L’anno prossimo, a Gerusalemme
Hashana haba’a b’Yrushalayim (השנה הבאה בירושלים), ovvero L’anno prossimo a Gerusalemme è la promessa che ci si scambia durante la Pasqua ebraica.
E’ una promessa dolce: quest’anno, siamo in esilio ma l’anno prossimo il nostro Dio ci consentirà di essere nuovamente a casa.
E’ anche una promessa intimamente antisionista: Gerusalemme può essere solo un dono di Dio, non la si può conquistare con le armi o con la costruzione degli insediamenti.
Soprattutto, è una promessa sconfitta.
La si pronuncia sapendo benissimo che l’anno prossimo non saremo a Gerusalemme.

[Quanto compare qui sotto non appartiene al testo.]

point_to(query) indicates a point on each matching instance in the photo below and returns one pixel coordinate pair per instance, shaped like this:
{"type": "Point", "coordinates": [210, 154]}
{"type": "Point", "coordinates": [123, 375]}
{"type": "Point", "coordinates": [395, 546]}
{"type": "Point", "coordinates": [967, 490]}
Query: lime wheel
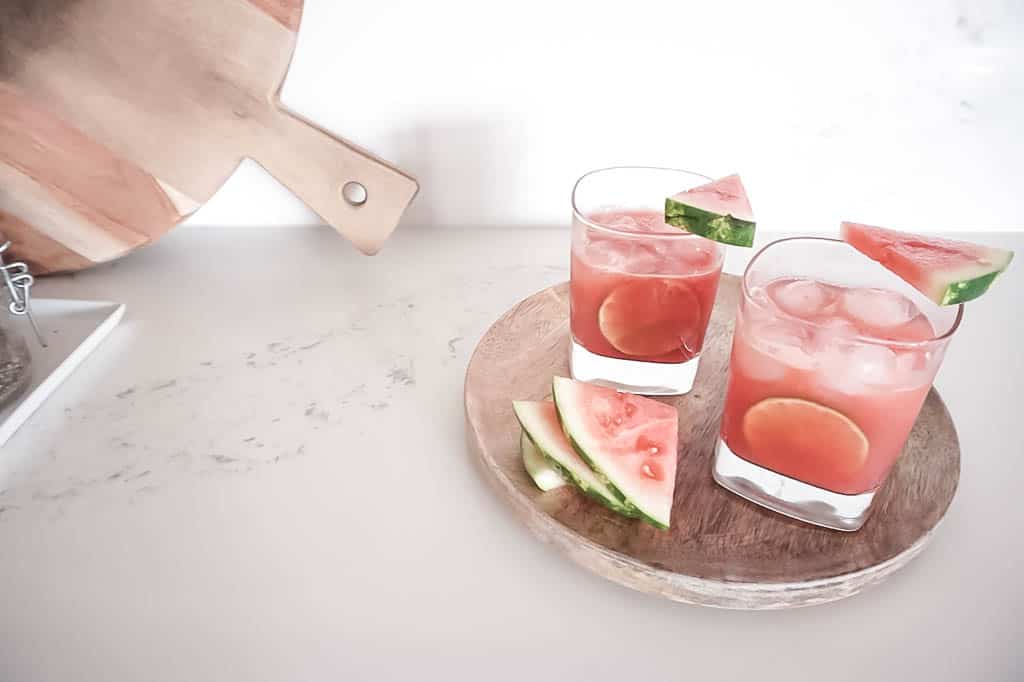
{"type": "Point", "coordinates": [650, 316]}
{"type": "Point", "coordinates": [804, 439]}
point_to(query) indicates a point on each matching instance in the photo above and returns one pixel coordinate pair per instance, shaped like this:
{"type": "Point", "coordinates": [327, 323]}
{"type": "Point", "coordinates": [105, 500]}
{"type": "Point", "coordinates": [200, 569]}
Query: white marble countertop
{"type": "Point", "coordinates": [261, 475]}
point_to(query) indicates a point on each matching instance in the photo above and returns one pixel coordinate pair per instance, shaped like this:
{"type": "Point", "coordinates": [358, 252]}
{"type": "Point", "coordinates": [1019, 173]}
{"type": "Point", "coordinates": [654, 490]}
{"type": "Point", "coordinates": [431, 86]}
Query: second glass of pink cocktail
{"type": "Point", "coordinates": [833, 357]}
{"type": "Point", "coordinates": [641, 291]}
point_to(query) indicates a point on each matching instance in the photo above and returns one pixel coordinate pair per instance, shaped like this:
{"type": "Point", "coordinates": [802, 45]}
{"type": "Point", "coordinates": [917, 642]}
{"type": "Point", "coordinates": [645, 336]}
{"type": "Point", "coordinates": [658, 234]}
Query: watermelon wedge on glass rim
{"type": "Point", "coordinates": [718, 211]}
{"type": "Point", "coordinates": [947, 271]}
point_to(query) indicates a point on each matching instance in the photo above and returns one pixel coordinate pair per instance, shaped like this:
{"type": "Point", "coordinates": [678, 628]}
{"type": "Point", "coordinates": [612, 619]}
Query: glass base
{"type": "Point", "coordinates": [788, 496]}
{"type": "Point", "coordinates": [633, 376]}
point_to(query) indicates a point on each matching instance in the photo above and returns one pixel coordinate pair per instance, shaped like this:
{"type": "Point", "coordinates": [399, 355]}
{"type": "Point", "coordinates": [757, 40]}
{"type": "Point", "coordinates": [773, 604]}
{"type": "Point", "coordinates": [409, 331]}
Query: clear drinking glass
{"type": "Point", "coordinates": [832, 358]}
{"type": "Point", "coordinates": [641, 291]}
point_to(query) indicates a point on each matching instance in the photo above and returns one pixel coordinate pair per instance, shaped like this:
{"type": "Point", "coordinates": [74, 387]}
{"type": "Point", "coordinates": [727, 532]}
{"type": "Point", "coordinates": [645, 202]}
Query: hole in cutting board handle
{"type": "Point", "coordinates": [354, 193]}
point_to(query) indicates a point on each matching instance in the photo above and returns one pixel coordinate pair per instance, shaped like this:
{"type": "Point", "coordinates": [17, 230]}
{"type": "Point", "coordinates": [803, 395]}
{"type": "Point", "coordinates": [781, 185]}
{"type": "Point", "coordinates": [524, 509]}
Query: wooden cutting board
{"type": "Point", "coordinates": [721, 550]}
{"type": "Point", "coordinates": [120, 118]}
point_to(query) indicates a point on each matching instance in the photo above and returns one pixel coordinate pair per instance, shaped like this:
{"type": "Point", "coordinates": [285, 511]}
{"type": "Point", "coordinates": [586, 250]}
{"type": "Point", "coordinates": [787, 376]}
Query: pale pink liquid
{"type": "Point", "coordinates": [643, 290]}
{"type": "Point", "coordinates": [854, 350]}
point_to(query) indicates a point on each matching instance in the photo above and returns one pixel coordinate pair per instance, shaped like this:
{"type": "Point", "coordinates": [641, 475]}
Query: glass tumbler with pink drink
{"type": "Point", "coordinates": [641, 291]}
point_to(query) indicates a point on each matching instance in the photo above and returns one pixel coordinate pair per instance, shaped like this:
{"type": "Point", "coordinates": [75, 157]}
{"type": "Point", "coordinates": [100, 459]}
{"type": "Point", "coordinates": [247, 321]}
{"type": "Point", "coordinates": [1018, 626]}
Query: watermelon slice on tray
{"type": "Point", "coordinates": [545, 475]}
{"type": "Point", "coordinates": [947, 271]}
{"type": "Point", "coordinates": [718, 211]}
{"type": "Point", "coordinates": [543, 430]}
{"type": "Point", "coordinates": [630, 441]}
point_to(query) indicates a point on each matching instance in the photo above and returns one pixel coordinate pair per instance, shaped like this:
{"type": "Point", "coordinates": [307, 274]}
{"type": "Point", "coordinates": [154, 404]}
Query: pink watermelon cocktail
{"type": "Point", "coordinates": [641, 291]}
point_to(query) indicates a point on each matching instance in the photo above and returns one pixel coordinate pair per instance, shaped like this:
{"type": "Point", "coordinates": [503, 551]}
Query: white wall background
{"type": "Point", "coordinates": [903, 113]}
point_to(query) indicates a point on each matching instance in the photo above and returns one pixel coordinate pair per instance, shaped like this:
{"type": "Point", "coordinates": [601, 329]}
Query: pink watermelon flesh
{"type": "Point", "coordinates": [540, 422]}
{"type": "Point", "coordinates": [947, 271]}
{"type": "Point", "coordinates": [723, 197]}
{"type": "Point", "coordinates": [630, 440]}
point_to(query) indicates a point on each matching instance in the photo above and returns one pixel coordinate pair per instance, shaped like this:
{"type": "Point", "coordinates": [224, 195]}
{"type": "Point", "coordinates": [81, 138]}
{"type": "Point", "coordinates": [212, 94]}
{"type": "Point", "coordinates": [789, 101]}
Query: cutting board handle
{"type": "Point", "coordinates": [359, 195]}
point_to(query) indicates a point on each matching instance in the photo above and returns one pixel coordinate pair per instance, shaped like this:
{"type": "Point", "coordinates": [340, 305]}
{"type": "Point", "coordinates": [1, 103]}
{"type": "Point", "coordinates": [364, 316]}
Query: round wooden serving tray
{"type": "Point", "coordinates": [722, 550]}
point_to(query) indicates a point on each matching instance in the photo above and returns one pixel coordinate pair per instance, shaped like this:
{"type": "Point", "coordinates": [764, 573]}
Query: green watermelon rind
{"type": "Point", "coordinates": [950, 286]}
{"type": "Point", "coordinates": [617, 506]}
{"type": "Point", "coordinates": [723, 228]}
{"type": "Point", "coordinates": [970, 289]}
{"type": "Point", "coordinates": [546, 475]}
{"type": "Point", "coordinates": [582, 452]}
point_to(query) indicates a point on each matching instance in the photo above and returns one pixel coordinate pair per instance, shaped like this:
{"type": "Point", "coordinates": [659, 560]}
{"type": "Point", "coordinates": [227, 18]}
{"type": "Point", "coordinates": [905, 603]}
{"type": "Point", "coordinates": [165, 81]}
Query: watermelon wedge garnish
{"type": "Point", "coordinates": [630, 441]}
{"type": "Point", "coordinates": [947, 271]}
{"type": "Point", "coordinates": [718, 211]}
{"type": "Point", "coordinates": [541, 426]}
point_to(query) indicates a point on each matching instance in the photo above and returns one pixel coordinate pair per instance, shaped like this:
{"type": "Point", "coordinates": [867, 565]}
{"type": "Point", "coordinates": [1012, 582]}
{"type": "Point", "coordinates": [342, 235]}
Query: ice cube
{"type": "Point", "coordinates": [785, 342]}
{"type": "Point", "coordinates": [879, 308]}
{"type": "Point", "coordinates": [607, 253]}
{"type": "Point", "coordinates": [802, 298]}
{"type": "Point", "coordinates": [620, 221]}
{"type": "Point", "coordinates": [855, 368]}
{"type": "Point", "coordinates": [832, 331]}
{"type": "Point", "coordinates": [913, 368]}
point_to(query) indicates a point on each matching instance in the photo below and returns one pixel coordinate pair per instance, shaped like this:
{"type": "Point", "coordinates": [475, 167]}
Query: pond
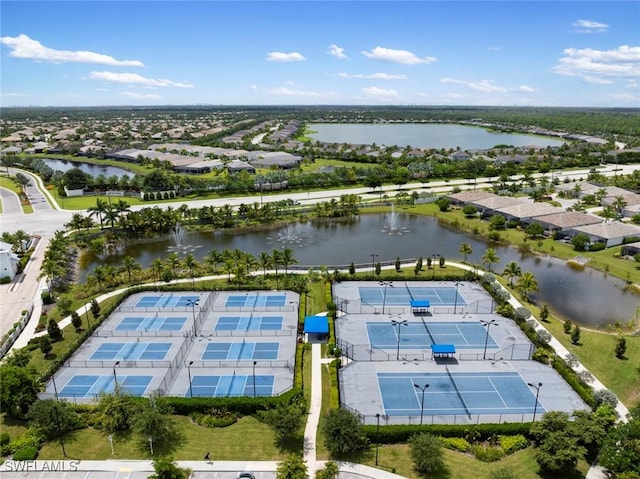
{"type": "Point", "coordinates": [423, 136]}
{"type": "Point", "coordinates": [585, 296]}
{"type": "Point", "coordinates": [89, 168]}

Che il giorno in cui saremo a Gerusalemme non appartiene alla nostra vita.
E forse non si spera nemmeno di essere l’anno prossimo a Gerusalemme: l’esilio ha i suoi vantaggi e la nostalgia è uno di questi.
In ogni caso, fa pensare alla quantità di promesse sconfitte che ci si scambiano.
Dalle regate: L’anno prossimo mi iscrivo al campionato invernale, agli amici di infanzia: A settembre, organizziamo una cena con tutti i compagni di classe delle elementari, per finire con il matrimonio, che raramente non si logora.
C’è solo una promessa in cui non si vorrebbe mai essere sconfitti.
Quella che si fa ad un figlio quando lo si vede per la prima volta.
Lì, essere sconfitti sarebbe davvero irrimediabile.